Под дедово шелестенье Нина Дмитриевна принесла капли Вотчала, всем накапала, подала, а тем временем соседи с гостями и правда рассмотрели, что перепачканная и окровавленная Маша крепко держит в руках непонятное живое существо — связанное, грязное и недвижимое.

— Кровь откуда? — выговорил наконец Владимир Иванович.

— Это не моя! Я этому мракобесному ухо навсегда откусила! Они же его чуть не повесили! — Маша снова заплакала и еще крепче прижала к себе щенка.

— А девоньке валерианочки, валерианочки, Ниночка, давай, давай, — подтолкнул в кухню дед Попсуйка Нину Дмитриевну, и она безропотно принесла капли и лафитник с водой.

— Мы его задушим! Он кто? Он хоть живой? очнулся Павел и поставил Машу на пол, разжал ее руки, взял щенка. — Кошмар. Ножницы дайте. Выпей! — подтолкнул Машу к матери.

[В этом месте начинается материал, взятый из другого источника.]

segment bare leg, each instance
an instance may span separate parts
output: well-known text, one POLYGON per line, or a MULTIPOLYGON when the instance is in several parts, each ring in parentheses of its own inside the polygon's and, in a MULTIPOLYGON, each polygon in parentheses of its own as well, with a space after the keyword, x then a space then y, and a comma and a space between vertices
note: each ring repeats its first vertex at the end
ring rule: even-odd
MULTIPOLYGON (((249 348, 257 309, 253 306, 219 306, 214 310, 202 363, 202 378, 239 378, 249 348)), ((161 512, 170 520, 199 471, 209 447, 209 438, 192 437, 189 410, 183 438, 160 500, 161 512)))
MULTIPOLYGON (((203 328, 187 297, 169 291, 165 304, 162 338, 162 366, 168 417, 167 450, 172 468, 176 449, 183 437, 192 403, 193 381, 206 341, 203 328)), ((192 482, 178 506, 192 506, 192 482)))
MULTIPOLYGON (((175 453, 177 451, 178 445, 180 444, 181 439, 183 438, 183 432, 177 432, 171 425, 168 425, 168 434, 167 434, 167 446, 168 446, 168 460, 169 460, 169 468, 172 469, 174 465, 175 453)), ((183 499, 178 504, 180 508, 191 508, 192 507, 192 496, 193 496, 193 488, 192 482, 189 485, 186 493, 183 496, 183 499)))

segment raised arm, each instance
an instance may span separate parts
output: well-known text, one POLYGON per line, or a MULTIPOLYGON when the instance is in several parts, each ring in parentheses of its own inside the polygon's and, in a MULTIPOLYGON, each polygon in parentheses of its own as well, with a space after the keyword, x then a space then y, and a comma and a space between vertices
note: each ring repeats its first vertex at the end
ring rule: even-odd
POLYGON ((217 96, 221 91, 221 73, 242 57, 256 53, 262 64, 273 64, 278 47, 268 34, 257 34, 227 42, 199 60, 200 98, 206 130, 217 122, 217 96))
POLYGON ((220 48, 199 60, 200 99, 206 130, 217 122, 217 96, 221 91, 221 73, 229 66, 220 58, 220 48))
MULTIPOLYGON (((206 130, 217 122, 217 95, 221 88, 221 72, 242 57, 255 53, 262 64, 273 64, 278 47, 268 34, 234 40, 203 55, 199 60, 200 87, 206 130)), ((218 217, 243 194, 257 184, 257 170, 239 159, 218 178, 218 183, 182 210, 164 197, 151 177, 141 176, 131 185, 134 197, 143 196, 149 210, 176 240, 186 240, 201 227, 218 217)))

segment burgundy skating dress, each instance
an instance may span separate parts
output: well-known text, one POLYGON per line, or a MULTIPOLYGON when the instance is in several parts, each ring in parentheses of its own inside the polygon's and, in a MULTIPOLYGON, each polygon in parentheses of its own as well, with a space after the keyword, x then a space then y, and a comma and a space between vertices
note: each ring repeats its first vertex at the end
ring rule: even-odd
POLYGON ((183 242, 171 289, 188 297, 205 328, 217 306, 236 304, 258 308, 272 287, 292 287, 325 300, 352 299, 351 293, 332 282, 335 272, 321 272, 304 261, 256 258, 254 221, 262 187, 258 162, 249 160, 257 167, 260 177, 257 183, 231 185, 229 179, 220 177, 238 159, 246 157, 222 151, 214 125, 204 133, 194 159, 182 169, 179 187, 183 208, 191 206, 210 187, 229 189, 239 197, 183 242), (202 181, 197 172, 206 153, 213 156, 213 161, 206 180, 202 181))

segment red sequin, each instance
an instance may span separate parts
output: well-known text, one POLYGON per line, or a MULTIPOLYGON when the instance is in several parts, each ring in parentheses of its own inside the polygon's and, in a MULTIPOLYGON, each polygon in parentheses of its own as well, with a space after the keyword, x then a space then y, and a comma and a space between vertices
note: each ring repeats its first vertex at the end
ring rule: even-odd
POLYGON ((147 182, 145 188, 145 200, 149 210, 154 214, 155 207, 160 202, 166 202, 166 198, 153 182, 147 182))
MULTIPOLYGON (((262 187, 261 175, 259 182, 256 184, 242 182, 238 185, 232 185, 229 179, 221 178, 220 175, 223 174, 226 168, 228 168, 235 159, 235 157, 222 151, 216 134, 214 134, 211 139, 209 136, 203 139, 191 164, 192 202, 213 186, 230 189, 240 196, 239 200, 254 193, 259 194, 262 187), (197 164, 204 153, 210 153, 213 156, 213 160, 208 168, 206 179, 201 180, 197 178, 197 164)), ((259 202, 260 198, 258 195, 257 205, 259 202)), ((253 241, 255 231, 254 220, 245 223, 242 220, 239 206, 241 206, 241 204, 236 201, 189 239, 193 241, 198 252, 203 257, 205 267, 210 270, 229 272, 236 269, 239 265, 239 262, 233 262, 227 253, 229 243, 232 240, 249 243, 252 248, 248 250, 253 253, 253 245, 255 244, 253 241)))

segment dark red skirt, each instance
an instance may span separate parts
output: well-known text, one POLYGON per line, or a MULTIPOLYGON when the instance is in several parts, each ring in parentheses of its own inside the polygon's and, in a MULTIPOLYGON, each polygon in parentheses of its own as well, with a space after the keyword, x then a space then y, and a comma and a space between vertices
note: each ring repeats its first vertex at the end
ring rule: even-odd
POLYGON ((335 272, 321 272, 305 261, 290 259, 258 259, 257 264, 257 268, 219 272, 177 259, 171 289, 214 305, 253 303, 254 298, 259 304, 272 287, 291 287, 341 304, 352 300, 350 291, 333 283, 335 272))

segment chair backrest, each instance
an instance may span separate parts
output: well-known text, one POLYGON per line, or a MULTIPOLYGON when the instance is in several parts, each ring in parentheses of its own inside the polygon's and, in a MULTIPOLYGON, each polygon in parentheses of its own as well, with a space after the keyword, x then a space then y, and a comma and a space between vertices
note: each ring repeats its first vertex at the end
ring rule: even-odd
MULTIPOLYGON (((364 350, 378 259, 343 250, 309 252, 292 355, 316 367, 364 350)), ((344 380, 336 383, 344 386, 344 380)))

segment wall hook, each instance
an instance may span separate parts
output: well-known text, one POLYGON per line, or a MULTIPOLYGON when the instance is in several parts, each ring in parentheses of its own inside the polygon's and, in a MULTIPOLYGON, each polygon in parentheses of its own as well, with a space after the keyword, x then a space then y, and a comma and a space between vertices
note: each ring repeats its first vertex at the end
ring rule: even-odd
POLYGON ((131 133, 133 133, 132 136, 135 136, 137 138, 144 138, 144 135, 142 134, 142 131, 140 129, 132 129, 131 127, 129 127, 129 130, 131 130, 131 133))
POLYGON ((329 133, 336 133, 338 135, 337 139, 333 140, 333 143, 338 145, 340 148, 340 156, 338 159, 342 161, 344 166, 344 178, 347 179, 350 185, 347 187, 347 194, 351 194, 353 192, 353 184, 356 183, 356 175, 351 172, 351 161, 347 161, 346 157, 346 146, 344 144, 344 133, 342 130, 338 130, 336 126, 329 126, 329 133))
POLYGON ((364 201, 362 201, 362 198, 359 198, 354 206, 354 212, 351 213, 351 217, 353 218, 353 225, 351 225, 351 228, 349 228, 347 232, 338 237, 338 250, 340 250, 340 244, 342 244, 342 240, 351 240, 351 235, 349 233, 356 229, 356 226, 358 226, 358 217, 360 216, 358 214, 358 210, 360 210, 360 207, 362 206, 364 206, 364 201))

— А вот они ножницы, вот ножницы, — дед Попсуйка словно вынул их из кармана.

Нина Дмитриевна, Владимир Иванович причитали наперебой, Лидия Александровна тоже попросила капель. Маша валерианку выпила, но раздеваться и умываться, как посоветовала Нина Дмитриевна, не пошла.

Веревки на собачьих лапах с трудом разрезали, Маша снова щенка схватила и потащила в комнату на диван, уселась и задышала на глубокие следы веревок.

Лидия Александровна оставила свои попытки навести порядок. Ее уговоры положить щенка на подстилку и на пол — кто-нибудь, принесите хоть старое одеяло, на нем же грязь, животное может быть заразно! — не помогли, Маша, как ребенка, положила щенка в угол дивана, а на пол уселась сама, глядя благоговейно.

Щенок неподвижно лежал на боку, кожа да кости, лапа к лапе, длинная шея вытянута, голова немного задрана вверх. Он мог бы показаться мертвым, если бы не вздымающиеся бока. Пару минут на него смотрели, не зная, что предпринять.

Наконец Владимир Иванович очнулся:

— Так, — вынес вердикт он. — Надо что-то делать. Машуня, раздеваться, мыться! Где шапка? У тебя ничего не болит? Давайте-ка к столу. Пусть собачка придет в себя, а мы пока повечеряем, попразднуем праздник, а, деду? И щенку надо дать воды.

Лидия Александровна взялась просматривать программу телевидения, Нина Дмитриевна что-то переставила на столе, Павел полез за биноклем, а Владимир Иванович сам принес блюдце с водой и поставил перед мордой щенка, но тот не двинулся с места. Маша пальцем стала смачивать щенячий рот, вода стекала по ободранному подбородку, к тому же щенок не моргал, и только дыхание да пробегающая волнами дрожь говорили о том, что он жив. Владимир Иванович чуть ли не силой отправил Машу умыться, переодеться и опустил блюдце с водой на пол. Павел сходил в коридор, повесил на вешалку грязное Машино пальто, не нашел шапки, и все наконец уселись за стол.

Маша с грехом пополам поведала о своем ужасном приключении, Владимир Иванович — Господи, что происходит с человечеством! — преподнес деду Попсуйке шарф, Павел подарил бинокль, а Лидия Александровна напомнила, что колбаса из спецзаказа, и просто так ее не достать, а ей вот, хоть она и на пенсии, не отказали по старой памяти. Довольный дед рассматривал бинокль и рассказывал историю о своей старой двуглазке, потерянной давным-давно, в благословенные времена, когда он вместе с Петлюрой защищал от погрома еврейское местечко.

— Так ли уж с Петлюрой, а деду? — Владимир Иванович покачал головой. — А разве ж Петлюра не сам евреев громил?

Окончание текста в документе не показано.